Polygenicity spurs new experimental designs

Past studies in human disease genetics relied on family data, whereas the current focus is on populations (e.g., GWAS). However, the distinction is artificial since populations consist of individuals that are related to each in some way, either with recent or more distant common ancestors. Combining the power of population genomics studies with the naturally occurring controls that pedigree studies offer, can address the degree of heritable vs. environmental impacts on phenotype (nature-nurture) with new designs, when previously environment and genetic effects were difficult to disentangle. For example, GWAS data on families were used to separate a direct (causal) genetic effect from an indirect genetic effect that reflects the parental “nurturing” environment (28). We anticipate that such designs are important for understanding common diseases and their risk factors, especially those with a behavioral component. The availability of tens of thousands of GWAS-associated SNPs offers opportunities to answer scientific questions about natural selection, human behavior and causality. For example, as the predictive accuracy of polygenic scores increase, we can now quantify the flux of trait-associated alleles between geographical areas and thereby elucidate some of the correlates of population migration (29, 30). More widely, there is a growing trend to embed genomics into social sciences research (31), requiring careful consideration of the implications and applications of such studies (32).

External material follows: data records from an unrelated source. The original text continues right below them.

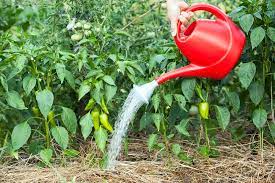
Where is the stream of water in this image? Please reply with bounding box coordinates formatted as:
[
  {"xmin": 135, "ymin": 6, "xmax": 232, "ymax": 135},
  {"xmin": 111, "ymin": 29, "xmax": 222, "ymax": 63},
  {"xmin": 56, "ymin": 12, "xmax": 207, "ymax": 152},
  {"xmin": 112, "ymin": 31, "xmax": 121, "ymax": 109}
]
[{"xmin": 106, "ymin": 80, "xmax": 158, "ymax": 169}]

Another exciting new experimental design facilitated by GWAS discoveries is Mendelian Randomization, which attempt to mimic a randomized control trial by using SNPs that are associated with an modifiable risk factor (e.g., body-mass index) to quantify its causal effect on disease risk (e.g., type 2 diabetes) (33). Testing for putative causality between exposure and disease is important in epidemiology and public health because it leads to evidence-based policy interventions and health advice. Mendelian randomization is a cost-effective way to prioritize hypotheses that could then be addressed by formal but expensive clinical trials, or to provide causal evidence when such trials would be unethical. More generally, the widespread availability of GWAS summary statistics for diseases and other complex traits, including molecular omics phenotypes, has led to new powerful analysis paradigms by mimicking experiments where all traits would be measured on all individuals, yet without the necessity of individual-level data (34).

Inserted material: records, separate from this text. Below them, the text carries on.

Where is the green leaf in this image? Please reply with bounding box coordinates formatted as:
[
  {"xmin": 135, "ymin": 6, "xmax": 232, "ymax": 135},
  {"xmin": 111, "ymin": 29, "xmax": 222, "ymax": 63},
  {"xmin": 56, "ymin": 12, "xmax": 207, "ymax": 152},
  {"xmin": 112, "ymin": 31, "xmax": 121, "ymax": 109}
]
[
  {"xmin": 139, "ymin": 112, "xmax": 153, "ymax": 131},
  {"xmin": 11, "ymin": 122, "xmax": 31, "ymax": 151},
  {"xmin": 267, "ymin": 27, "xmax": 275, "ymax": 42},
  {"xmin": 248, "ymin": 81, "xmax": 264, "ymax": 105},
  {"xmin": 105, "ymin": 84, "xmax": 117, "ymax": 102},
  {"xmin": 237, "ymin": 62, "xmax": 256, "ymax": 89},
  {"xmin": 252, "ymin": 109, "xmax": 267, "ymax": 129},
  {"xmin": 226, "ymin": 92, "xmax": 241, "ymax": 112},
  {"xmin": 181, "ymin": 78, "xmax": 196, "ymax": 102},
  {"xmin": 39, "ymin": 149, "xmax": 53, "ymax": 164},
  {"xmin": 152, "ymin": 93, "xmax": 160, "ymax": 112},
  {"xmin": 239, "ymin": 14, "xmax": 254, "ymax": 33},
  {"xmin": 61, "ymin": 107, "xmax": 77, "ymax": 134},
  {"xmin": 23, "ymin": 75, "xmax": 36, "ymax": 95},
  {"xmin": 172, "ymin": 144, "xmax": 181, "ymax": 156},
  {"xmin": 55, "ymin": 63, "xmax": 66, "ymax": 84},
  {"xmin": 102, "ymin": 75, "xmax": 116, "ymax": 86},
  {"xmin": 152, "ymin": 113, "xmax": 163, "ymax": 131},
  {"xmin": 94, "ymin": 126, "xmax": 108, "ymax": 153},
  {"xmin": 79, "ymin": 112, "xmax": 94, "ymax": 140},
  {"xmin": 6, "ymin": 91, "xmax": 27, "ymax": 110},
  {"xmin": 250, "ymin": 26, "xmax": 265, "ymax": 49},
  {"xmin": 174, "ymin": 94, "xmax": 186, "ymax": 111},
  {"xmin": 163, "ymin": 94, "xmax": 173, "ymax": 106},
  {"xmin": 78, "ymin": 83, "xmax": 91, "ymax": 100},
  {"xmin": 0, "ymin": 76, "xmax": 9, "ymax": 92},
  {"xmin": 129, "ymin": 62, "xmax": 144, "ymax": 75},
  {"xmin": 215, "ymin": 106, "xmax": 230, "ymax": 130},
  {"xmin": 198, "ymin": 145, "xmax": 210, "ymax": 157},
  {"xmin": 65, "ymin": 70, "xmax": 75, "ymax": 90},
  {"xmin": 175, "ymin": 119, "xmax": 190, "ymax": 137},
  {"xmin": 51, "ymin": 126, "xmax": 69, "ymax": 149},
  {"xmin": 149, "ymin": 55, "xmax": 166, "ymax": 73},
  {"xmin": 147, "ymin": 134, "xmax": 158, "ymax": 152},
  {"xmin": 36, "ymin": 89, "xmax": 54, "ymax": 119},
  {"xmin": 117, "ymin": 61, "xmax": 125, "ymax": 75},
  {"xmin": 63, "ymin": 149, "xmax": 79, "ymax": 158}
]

Association studies to date have mostly relied on SNP-chip technology combined with statistical imputation using a sequenced reference panel. While successful for populations of European ancestry, they have been less so for other less sampled populations (35); likely because of differences in allele frequencies and linkage disequilibrium (LD) patterns between human populations (35). Large biobank-style studies across multiple ancestries are needed to understand human gene-disease associations within and between populations and improve polygenic predictors across ancestries.

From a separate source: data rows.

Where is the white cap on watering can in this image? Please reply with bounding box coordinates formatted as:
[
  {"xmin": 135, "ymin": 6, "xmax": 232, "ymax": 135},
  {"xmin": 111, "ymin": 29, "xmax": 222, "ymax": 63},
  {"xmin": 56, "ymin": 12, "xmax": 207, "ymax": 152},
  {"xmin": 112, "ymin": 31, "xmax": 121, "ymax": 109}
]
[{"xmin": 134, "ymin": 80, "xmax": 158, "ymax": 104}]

Whole genome sequencing offers more information for GWAS analysis to discover disease loci because all genomic variants in a sample are observed, in contrast to GWAS-by-chip where only a small fraction of all possible variants are genotyped, and additional variants are imperfectly imputed using a statistical algorithm. Therefore, GWAS-by-WGS can, in principle, improve the ability to detect associations between rare sequence variants and disease. However, the relationship between effect size and allele frequency (12) implies that sample sizes to detect rare variants from WGS data would need to be very much larger than the detection of common variants through GWAS-by-chip, because detection power is a function of both the effect size and allele frequency and also on the total number of variants tested, which is much larger in GWAS-by-WGS. Burden tests, whereby the number and composition of multiple rare variants in a gene are jointly assessed for disease association, may overcome some of these statistical limitations. Sufficiently powered studies performing GWAS-by-WGS will improve polygenic risk scores, because the combination of rare and common variants will explain more of the genetic variation contributing to the trait.

From genetic to biological models

Researchers have, understandably, tried to simplify the complexity of polygenicity and proposed biological models that are compatible with a large number of genomic sites that are associated with common disease. One such model proposes that the diagnostic label of a given disease can reflect multiple distinct underlying biological pathways, each polygenic (36). In this way, having high polygenic risk for any one of the underlying biological pathways is sufficient to lead to disease. This model implies that gene-gene interactions on the scale of liability for the labelled disease are important, which appears inconsistent with subsequent empirical results which point to additivity on this scale. Additivity on the liability scale is an important property as it implies that effect sizes are transferable across individuals within a population, so that disease can be studied and predicted irrespective of the specific combination of risk alleles in a person (Fig. 1).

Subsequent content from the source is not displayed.